Postgresql – BIG Binary column – PostgreSQL 9.2

blobmigrationpostgresql

I've got the following table:

CREATE TABLE gorfs.inode_segments
(
  st_ino "gorfs"."ino_t" NOT NULL, -- Inode number the segment belongs to. alongside segment_index, it forms the table's primary key to ensure uniqueness per relevant scope
  segment_index "gorfs"."pathname_component" NOT NULL, -- See st_no's column description for further details. The meaning of this column varies based on the host inode type:...
  st_ino_target "gorfs"."ino_t", -- Target inode number. Meaningful for directory inode segments (objects in the directory)
  full_path "gorfs"."absolute_pathname", -- Exploded absolute canonical path for quick lookups. Meaningful only for directory inode segments (objects in the directory)
  segment_data "bytea", -- Actual data segment. Meaningful only for S_IFLNK and S_IFREG....
  CONSTRAINT pk_inode_segments PRIMARY KEY ("st_ino", "segment_index"),
  CONSTRAINT fk_host_inode_must_exist FOREIGN KEY (st_ino)
      REFERENCES gorfs.inodes (st_ino) MATCH SIMPLE
      ON UPDATE NO ACTION ON DELETE NO ACTION,
  CONSTRAINT fk_target_inode_must_exist FOREIGN KEY (st_ino_target)
      REFERENCES gorfs.inodes (st_ino) MATCH SIMPLE
      ON UPDATE NO ACTION ON DELETE NO ACTION,
  CONSTRAINT uc_no_duplicate_full_paths UNIQUE ("full_path"),
  CONSTRAINT cc_only_root_can_be_its_own_parent CHECK ("st_ino_target" IS NULL OR "st_ino"::bigint <> "st_ino_target"::bigint OR "st_ino"::bigint = 2)
)

The column "segment_data" has all the attachments from the customers, like photos, documents, audio, etc.

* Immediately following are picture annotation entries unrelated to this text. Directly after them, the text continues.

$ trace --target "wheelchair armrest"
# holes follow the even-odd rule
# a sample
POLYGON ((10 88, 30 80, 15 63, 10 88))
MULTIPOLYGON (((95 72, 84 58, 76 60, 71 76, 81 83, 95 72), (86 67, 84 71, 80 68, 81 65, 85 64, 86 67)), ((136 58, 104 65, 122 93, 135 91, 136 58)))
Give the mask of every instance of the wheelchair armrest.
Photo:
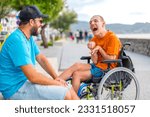
POLYGON ((122 60, 121 59, 115 59, 115 60, 104 60, 102 61, 102 63, 107 63, 107 64, 111 64, 111 63, 121 63, 122 60))
POLYGON ((80 59, 81 60, 87 60, 87 63, 90 63, 91 56, 82 56, 80 59))

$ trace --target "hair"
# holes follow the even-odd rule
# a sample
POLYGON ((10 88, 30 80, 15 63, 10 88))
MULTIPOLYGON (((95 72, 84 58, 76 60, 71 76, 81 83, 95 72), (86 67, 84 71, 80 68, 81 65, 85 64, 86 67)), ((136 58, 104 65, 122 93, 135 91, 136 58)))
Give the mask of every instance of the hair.
POLYGON ((101 15, 94 15, 93 17, 99 17, 100 20, 105 23, 105 20, 104 20, 104 18, 101 15))

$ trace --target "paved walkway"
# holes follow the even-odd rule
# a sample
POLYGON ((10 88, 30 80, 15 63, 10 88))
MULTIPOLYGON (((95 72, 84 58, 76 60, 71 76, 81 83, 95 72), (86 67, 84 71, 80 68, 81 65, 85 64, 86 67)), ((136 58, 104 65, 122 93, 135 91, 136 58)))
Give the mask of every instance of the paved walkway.
MULTIPOLYGON (((37 42, 39 43, 39 42, 37 42)), ((89 55, 89 51, 85 43, 76 44, 75 42, 61 40, 54 43, 54 46, 44 49, 40 46, 41 52, 46 55, 54 66, 55 70, 60 72, 75 62, 83 62, 80 60, 82 55, 89 55)), ((150 57, 128 52, 133 60, 136 76, 140 83, 140 99, 150 99, 150 57)), ((47 74, 37 64, 37 69, 47 74)))
MULTIPOLYGON (((41 49, 47 57, 55 57, 58 61, 58 71, 62 71, 80 60, 83 55, 89 55, 85 43, 76 44, 71 41, 56 42, 53 47, 41 49)), ((127 52, 133 60, 136 76, 140 84, 140 99, 150 99, 150 57, 127 52)))

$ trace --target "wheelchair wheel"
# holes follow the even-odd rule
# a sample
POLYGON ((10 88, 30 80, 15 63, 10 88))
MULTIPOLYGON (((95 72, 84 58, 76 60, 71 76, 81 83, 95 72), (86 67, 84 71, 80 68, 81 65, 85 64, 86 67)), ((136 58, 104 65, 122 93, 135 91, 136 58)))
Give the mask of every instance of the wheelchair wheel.
POLYGON ((136 100, 139 93, 135 74, 125 67, 117 67, 107 72, 98 87, 98 99, 101 100, 136 100))
POLYGON ((96 100, 97 99, 97 88, 95 85, 82 83, 79 90, 78 96, 81 100, 96 100))

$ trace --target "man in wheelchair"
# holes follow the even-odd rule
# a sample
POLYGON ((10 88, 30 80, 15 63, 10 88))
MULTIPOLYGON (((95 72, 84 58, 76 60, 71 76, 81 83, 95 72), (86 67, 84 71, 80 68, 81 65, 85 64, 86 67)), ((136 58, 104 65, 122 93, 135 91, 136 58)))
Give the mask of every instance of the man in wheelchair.
MULTIPOLYGON (((108 64, 102 63, 102 61, 118 59, 122 46, 118 37, 112 31, 106 30, 102 16, 94 15, 90 19, 89 25, 94 37, 87 46, 90 49, 93 63, 75 63, 59 76, 64 80, 72 77, 72 85, 76 92, 78 92, 81 82, 101 77, 103 71, 108 68, 108 64)), ((116 66, 117 63, 111 63, 110 69, 116 66)))

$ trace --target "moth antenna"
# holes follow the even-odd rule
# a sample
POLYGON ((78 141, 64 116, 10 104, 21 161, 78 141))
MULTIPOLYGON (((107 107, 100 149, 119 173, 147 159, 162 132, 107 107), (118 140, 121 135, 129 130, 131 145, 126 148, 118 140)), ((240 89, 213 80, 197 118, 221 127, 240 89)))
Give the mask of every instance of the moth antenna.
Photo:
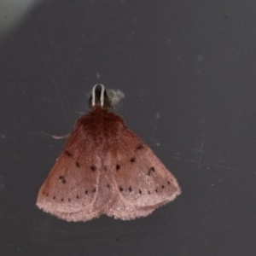
POLYGON ((102 84, 96 84, 92 88, 91 92, 91 106, 94 107, 96 105, 96 88, 100 85, 102 87, 101 90, 101 106, 104 106, 104 93, 105 93, 105 86, 102 84))

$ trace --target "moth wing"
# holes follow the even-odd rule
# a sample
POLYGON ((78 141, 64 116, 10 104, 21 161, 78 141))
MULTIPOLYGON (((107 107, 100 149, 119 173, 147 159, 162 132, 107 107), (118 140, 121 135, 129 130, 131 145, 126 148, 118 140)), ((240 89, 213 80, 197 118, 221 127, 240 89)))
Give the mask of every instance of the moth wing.
POLYGON ((119 193, 107 214, 121 219, 144 217, 174 200, 181 189, 175 177, 138 137, 127 130, 120 138, 110 156, 112 179, 119 193))
POLYGON ((97 218, 110 201, 108 182, 96 152, 84 155, 65 148, 39 189, 37 206, 67 221, 97 218))

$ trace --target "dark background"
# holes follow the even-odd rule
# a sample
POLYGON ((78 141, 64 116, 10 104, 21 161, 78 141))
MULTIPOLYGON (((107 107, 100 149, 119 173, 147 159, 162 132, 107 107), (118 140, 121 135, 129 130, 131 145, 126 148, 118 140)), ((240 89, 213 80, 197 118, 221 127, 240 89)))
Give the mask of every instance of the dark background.
POLYGON ((0 254, 256 255, 255 1, 43 1, 0 44, 0 254), (178 179, 144 218, 66 223, 38 189, 96 83, 178 179))

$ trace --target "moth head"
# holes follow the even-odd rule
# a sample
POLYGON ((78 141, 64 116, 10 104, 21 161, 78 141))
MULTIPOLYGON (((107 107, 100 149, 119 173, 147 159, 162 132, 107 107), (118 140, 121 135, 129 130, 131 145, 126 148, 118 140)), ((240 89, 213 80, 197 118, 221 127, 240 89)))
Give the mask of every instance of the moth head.
POLYGON ((111 100, 108 96, 105 86, 96 84, 92 88, 91 96, 89 100, 89 107, 101 106, 103 108, 112 108, 111 100))

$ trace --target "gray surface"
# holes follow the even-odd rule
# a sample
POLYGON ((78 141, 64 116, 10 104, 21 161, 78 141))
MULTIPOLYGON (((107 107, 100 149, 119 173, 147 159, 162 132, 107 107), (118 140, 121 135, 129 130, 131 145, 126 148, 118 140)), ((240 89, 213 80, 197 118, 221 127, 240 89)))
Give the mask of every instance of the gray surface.
POLYGON ((63 2, 0 45, 0 254, 255 255, 255 1, 63 2), (46 134, 68 133, 98 82, 183 194, 65 223, 35 207, 64 143, 46 134))

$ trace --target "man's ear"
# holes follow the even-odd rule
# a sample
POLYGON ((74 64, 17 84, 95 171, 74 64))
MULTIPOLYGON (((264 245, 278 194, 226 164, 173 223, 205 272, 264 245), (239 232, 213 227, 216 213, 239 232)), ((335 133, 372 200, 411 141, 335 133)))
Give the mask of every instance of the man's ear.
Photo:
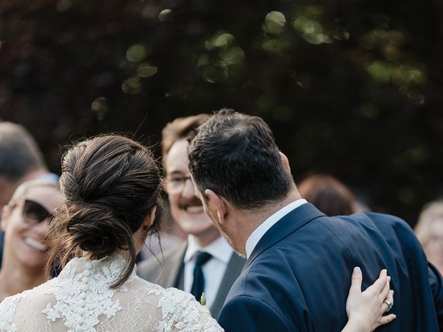
POLYGON ((291 174, 291 166, 289 166, 289 160, 288 160, 288 157, 287 157, 286 155, 281 151, 279 151, 278 153, 280 154, 280 156, 282 158, 283 168, 284 168, 284 169, 286 169, 289 172, 289 174, 291 174))
POLYGON ((8 225, 8 219, 9 219, 9 212, 10 208, 9 205, 4 205, 1 209, 1 221, 0 222, 0 228, 5 232, 6 230, 6 225, 8 225))
POLYGON ((215 210, 217 210, 217 216, 220 223, 224 223, 224 217, 227 212, 226 202, 223 198, 210 189, 205 190, 205 194, 209 199, 209 201, 214 205, 215 210))

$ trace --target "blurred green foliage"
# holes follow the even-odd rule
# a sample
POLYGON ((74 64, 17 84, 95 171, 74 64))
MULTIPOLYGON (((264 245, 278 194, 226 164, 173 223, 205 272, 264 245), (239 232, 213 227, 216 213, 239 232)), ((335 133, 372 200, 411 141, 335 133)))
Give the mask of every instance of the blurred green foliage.
MULTIPOLYGON (((5 1, 3 1, 5 2, 5 1)), ((296 181, 332 174, 413 224, 443 194, 443 3, 16 0, 0 116, 66 144, 222 107, 263 117, 296 181)))

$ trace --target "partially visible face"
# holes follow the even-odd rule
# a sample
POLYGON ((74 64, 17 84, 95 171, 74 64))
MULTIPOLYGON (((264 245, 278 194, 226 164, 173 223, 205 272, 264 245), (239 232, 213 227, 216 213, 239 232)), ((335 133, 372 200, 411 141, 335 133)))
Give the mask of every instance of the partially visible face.
MULTIPOLYGON (((47 248, 44 239, 48 232, 48 220, 46 219, 38 223, 30 221, 23 213, 25 199, 40 205, 53 214, 61 204, 60 192, 50 187, 31 187, 12 208, 3 208, 1 220, 1 228, 5 232, 3 257, 10 257, 28 268, 42 268, 46 258, 47 248)), ((33 203, 28 205, 30 206, 28 212, 31 216, 35 213, 32 209, 36 206, 32 205, 33 203)))
POLYGON ((423 246, 429 261, 440 270, 443 270, 443 220, 434 221, 431 224, 429 241, 423 246))
POLYGON ((166 182, 186 178, 183 190, 178 192, 171 192, 166 184, 171 214, 186 233, 196 237, 215 234, 217 237, 217 230, 205 214, 201 201, 195 196, 188 166, 188 145, 186 140, 177 140, 165 158, 166 182))

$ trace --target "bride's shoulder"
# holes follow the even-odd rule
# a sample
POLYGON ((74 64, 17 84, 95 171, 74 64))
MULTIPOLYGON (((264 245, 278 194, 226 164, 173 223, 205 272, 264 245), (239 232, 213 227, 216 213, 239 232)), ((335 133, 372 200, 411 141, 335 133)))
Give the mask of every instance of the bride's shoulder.
POLYGON ((12 329, 14 315, 17 310, 21 310, 25 304, 26 309, 34 308, 35 299, 41 299, 51 281, 45 282, 32 289, 6 297, 0 302, 0 331, 15 331, 12 329))
POLYGON ((191 294, 174 288, 163 288, 159 285, 143 281, 139 288, 145 299, 156 308, 156 319, 172 331, 222 331, 206 306, 201 306, 191 294))

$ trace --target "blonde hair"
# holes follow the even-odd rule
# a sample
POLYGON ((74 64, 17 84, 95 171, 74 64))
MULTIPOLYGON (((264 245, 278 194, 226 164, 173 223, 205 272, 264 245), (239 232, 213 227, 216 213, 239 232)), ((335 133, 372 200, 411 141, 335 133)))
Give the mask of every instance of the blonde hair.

To improve the performance, we'll be migrating all the data from the segment_data column to a NFS server.

  • Full database size: 2 TB

  • Using PostgreSQL 9.2

  • Table gorfs.inode_segments size: 1698 GB (Command: SELECT
    pg_size_pretty( pg_total_relation_size('gorfs.inode_segments'));
    )

  • Basically we'll be using: UPDATE gorfs.inode_segments SET segment_data = NULL WHERE batch_number = 0

  • We won't be migrating all the data on the segment_data column by once, it will be done gradually (over few weeks).

Question:

Just by setting "NULL" into that column, will I get free space on the database? Will I have to run any command such VACUUM/VACUUM FULL/ANALYZE/PG_DUMP?

Best Answer

PostgreSQL's MVCC is used over-writing mechanism, which is roughly mentioned to this document , so all updated rows are inserted into the table. Thus, you cannot get free space. On the contrary, the table size is temporarily increased.

(Even though autovacuum feature works very efficiently,) I think you have to do VACUUM FULL in order to certainly remove dead rows(tuples) and dead pages after updating. That way (do UPDATE SET NULL and VACUUM FULL), the size of the table will be small.